The Saga continues. I come back from a couple days on the coast to find a bottle of green solution beside plants in courtyard. Frank, our local garden expert had said he'd drop off an Aphid-ridding solution. So I used it for three days spraying under and over the leaves. I thanked Frank for his Aphid-Be-Gone concoction but said the plants are withering and the Aphids are still partying far too hard .He said he didn't drop off anything. Turns out our engineer was cleaning a plastic sign with industrial strength cleaner and accidently left it beside the plants.
This also explains why the first jalapeno we harvested tasted like plastic.


When the aphids first leached onto the underside and pepper buds I invested in a bag of ladybugs. It was actually a 2 for one sale, so I bought 500 and got 500 free. This would be the eco-friendly way to rid my infestation.Each lady bug would eat 7 aphids a day I was told. That's 7,000 a day. I put them out at night as per instructions and expected the feast to begin immediatly. I had hope in my lady killers.

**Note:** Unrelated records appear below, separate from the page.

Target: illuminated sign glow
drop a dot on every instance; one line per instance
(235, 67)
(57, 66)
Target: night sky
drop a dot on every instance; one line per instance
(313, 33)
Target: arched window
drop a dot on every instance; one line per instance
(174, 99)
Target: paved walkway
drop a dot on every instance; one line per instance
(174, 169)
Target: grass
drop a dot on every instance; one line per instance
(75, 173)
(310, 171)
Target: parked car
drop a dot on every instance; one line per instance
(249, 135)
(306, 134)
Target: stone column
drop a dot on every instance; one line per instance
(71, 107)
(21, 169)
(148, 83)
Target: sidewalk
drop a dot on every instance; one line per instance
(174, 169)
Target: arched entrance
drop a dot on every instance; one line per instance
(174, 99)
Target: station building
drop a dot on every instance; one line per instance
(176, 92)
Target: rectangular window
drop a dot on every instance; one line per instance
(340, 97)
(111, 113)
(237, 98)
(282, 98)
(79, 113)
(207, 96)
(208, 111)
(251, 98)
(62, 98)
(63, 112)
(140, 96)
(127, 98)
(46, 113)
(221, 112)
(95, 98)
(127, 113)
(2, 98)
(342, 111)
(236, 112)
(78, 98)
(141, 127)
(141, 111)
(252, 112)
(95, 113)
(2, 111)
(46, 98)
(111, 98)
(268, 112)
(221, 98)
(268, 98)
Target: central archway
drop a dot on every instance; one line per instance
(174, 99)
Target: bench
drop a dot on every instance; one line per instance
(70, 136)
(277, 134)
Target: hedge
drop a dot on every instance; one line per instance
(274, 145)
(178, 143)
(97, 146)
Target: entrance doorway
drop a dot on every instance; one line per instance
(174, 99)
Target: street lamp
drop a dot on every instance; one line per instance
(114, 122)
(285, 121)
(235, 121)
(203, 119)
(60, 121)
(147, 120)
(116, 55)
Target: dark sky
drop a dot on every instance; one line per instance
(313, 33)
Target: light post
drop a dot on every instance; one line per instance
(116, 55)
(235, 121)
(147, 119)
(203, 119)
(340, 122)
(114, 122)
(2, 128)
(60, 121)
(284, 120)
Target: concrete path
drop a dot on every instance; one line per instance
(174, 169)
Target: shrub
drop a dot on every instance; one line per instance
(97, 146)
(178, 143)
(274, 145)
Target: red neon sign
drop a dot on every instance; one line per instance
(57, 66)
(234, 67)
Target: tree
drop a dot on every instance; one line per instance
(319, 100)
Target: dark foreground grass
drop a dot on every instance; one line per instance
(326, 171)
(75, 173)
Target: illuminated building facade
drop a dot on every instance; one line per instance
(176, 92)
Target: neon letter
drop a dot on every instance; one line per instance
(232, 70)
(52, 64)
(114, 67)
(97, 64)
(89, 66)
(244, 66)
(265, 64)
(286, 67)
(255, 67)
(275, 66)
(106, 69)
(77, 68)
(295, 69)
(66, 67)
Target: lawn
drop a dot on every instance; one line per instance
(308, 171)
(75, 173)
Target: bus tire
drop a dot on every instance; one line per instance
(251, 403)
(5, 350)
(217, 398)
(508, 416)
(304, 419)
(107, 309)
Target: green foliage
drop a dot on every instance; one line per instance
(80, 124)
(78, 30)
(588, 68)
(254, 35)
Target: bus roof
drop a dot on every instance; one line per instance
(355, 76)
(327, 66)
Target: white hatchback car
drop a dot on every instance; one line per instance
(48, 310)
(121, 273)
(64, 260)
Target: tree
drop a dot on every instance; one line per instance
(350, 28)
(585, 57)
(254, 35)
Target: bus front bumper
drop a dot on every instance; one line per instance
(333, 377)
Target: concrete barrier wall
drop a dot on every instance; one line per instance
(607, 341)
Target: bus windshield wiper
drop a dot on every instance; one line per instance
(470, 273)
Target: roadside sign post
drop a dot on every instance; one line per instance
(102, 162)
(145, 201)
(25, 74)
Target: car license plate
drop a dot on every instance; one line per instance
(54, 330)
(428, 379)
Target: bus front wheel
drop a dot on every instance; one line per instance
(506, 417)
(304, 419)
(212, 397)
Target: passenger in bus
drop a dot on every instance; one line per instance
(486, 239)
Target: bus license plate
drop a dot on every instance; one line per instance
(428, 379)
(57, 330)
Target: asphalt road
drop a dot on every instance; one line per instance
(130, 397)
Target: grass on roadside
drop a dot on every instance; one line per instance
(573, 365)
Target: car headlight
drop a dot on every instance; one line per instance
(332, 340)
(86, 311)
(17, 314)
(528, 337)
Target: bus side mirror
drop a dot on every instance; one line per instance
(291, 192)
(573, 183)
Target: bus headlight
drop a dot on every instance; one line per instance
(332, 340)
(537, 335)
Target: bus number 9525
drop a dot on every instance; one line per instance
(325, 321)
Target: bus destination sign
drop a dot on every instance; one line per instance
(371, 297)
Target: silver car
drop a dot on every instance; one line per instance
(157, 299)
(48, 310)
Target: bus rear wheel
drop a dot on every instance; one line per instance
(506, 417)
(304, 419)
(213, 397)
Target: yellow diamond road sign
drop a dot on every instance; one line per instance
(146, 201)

The next morning I discovered the entire flock of ladybugs had flown off. And they obviously left on empty stomachs. My next purchase was a 10 dollar bottle of stuff I'll simply say was not the 'Be-All' it promised on the label. Somewhere under a microscope the aphids were enjoying the soapy solution, laying back, scrubbing themselves and chewing away on the peppers.

Several days of rain and cold came to the courtyard in late June. This would finish off the little buggers. But alas somewhere in Western Canada was getting far more rain and wind and just like tourists, aphids came from across the west to be with their Kelowna friends ...ON MY PLANTS.

Even the light detergent was useless. It was more like an aphidisiac with one aphid on top of another in a Hot Thai and Habanero love-fest.

Today the wasps arrived. I'm quite happy. They are glomming onto the leaves. They are even building a nest in the courtyard. Some fly through the open door and that makes for nervous staff. When I spray, they swarm and somewhere through that swarm are my pepper plants and I don't care to venture much closer to see if the aphids are still around.